NUEVO SER INDISCUTIBLE...

SEIS MESES DESPUES…

-no puedo aceptarlo mamá.- se queja el hijo del pingüino alto al escuchar tal petición.

-por favor debes entenderlo Alexander, en la Antártida estarás mejor.

-sí, mucho mejor.-opina sarcásticamente la pingüina ciega.

-pues yo no lo creo demasiado… tía Eleonor, por favor apóyame, ayúdame.

-Alexander tiene razón, no lo pueden enviar lejos de aquí solo porque si.

-¡nadie pidió tu opinión Eleonor!.- la calla el científico.

-¡no la calles de esa manera!.- le reclama Alexander.

-¡obedece Alexander!, tienes que irte, además entrenar en la armada te será de mucha utilidad, así podrás forjarte más en la militarizada y no demasiado en el laboratorio.

-amo trabajar en el laboratorio papá, ¡¿por qué no lo entiendes?!... yo no me voy a ir a ninguna parte…

-mamá… papá… ¿qué hacen aquí?.- interrumpe Ema al mirar a sus padres presentes en la cueva de la nutria.

-¡Ema ayúdame!.- pide acelerando el paso al caminar hacia ella.-me quieren trasladar a la Antártida.

-¿qué?

-Ema no estás incluida en esta discusión, vete de aquí.-ordena su madre sin voltear a mirarla.

-no mamá, no me voy a ir, ¿cómo que van a enviarlo a la Antártida?

-para mí que es para separarlos, pero yo apoyo a Alexander… ¡no lo van a trasladar!.- todos, excepto la pareja lanzaron a la pingüina miradas amenazadoras por el apoyo.

-este tema no está en discusión, es una decisión tomada y así debe ser.
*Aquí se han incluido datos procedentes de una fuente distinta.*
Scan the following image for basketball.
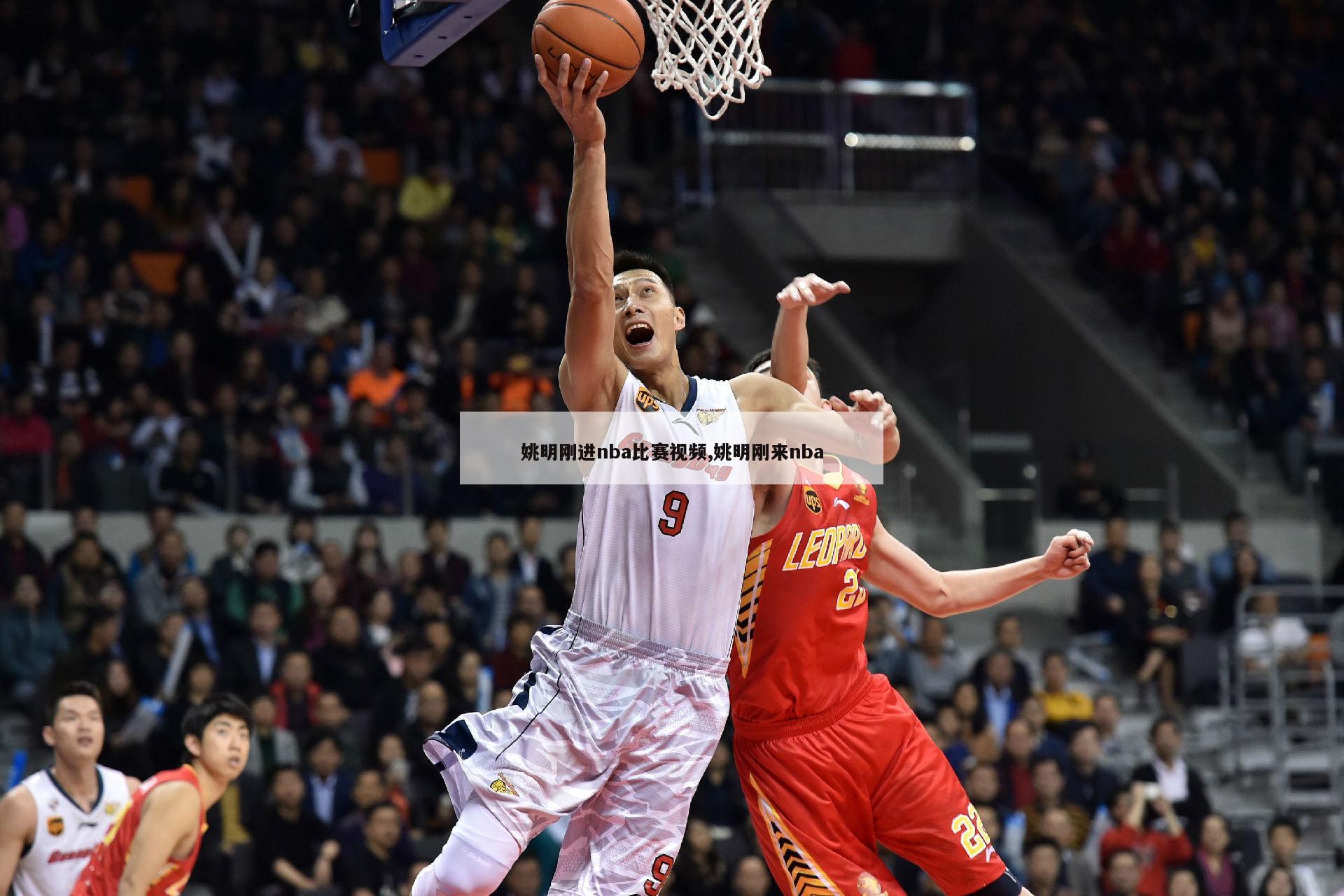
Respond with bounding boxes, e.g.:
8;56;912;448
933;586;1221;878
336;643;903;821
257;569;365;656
532;0;644;97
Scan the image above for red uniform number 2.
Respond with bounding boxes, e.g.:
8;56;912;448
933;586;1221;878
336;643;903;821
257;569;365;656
659;491;688;535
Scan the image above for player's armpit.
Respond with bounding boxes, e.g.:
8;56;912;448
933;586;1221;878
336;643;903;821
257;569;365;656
0;788;38;893
730;373;895;463
117;780;200;896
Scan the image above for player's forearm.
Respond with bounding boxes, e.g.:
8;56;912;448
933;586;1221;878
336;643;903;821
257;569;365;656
770;305;811;392
566;142;615;301
941;557;1046;615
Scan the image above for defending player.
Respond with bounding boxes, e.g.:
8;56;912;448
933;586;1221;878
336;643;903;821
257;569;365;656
729;275;1091;896
71;693;251;896
0;681;140;896
412;55;899;896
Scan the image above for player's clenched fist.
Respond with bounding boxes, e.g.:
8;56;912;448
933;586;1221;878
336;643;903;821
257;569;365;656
774;274;849;307
1040;529;1093;579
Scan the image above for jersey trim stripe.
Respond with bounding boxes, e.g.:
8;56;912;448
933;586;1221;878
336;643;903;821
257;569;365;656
46;766;102;816
734;539;771;678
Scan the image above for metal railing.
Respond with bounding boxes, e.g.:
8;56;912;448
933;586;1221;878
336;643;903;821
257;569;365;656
676;78;979;206
1219;586;1344;816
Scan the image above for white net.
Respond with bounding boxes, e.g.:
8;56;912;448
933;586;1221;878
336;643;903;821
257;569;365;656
641;0;770;121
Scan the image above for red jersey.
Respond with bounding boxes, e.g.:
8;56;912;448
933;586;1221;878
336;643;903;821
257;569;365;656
70;766;206;896
729;456;878;724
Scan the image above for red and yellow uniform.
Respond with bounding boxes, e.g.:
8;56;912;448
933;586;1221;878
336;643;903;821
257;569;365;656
70;766;206;896
729;458;1020;896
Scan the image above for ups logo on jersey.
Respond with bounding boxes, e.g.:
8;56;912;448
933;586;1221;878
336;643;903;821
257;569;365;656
634;386;659;411
802;485;821;516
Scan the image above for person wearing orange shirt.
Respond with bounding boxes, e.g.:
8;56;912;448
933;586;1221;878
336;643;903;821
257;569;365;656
345;342;406;426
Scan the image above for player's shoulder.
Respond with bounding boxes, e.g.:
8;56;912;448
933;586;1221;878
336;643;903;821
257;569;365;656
0;778;38;838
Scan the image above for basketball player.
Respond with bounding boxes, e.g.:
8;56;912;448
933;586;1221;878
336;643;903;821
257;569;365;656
412;55;899;896
71;693;251;896
729;275;1091;896
0;681;140;896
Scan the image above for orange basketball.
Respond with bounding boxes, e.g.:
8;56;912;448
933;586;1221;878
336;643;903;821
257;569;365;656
532;0;644;97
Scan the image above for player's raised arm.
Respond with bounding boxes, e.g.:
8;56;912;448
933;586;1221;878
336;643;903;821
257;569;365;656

-nunca creí que me traicionarías de esta manera tío Kowalski.- niega con la cabeza mientras lo mira entristecerse ante sus palabras.

-no, Alexander no se puede ir… porque… porque estoy… estoy en estado de gestación.- todos sin excepción voltearon a ver a la pingüina, Anastasia volvió a olvidar su estado de ceguera, se la quedo viendo fijamente, Eleonor se notaba igual de sorprendida que los demás, Kowalski y Marlene negaban con la cabeza y el capitán por un lado fingía parte de su sorpresivo estado.

-¿qué?... ¿cómo que estas embarazada?, ¡¿cómo pudiste Ema?!

-mamá perdóname, pero es cierto y no, no me arrepiento, amo a Alexander, y espero que esto que presento, sea suficiente prueba para sostener lo que digo.

-pero claro que lo es… Ema, vamos a tener una cría.- repite con ilusión el pingüino macho.

-eso no puede ser Ema, ustedes dos no pueden tener una cría por que…

-¡por qué es una estupidez!.- interrumpe Anastasia a la nutria.- vámonos a la casa Kowalski, nosotros terminaremos esta discusión haya.- el pingüino negó con la cabeza ante la idea de Anastasia, la pingüina se encontraba por el momento centrada en un momento de ira y coraje, ¿cómo era posible aquello?, ¿acaso cabo y rico no cumplían bien con su trabajo de vigilarla bien?, ellos no tenían ni la mínima idea de la barbaridad que habían cometido, cría engendrada por hermanos de sangre. Kowalski y Marlene se encontraban en otro modo de crisis, ¿serian capases de salir a la luz su romance y el lazo que los une a los dos?. Sin darle más rodeos el pingüino tomo a su hija por una aleta y la saco del lugar junto con Anastasia.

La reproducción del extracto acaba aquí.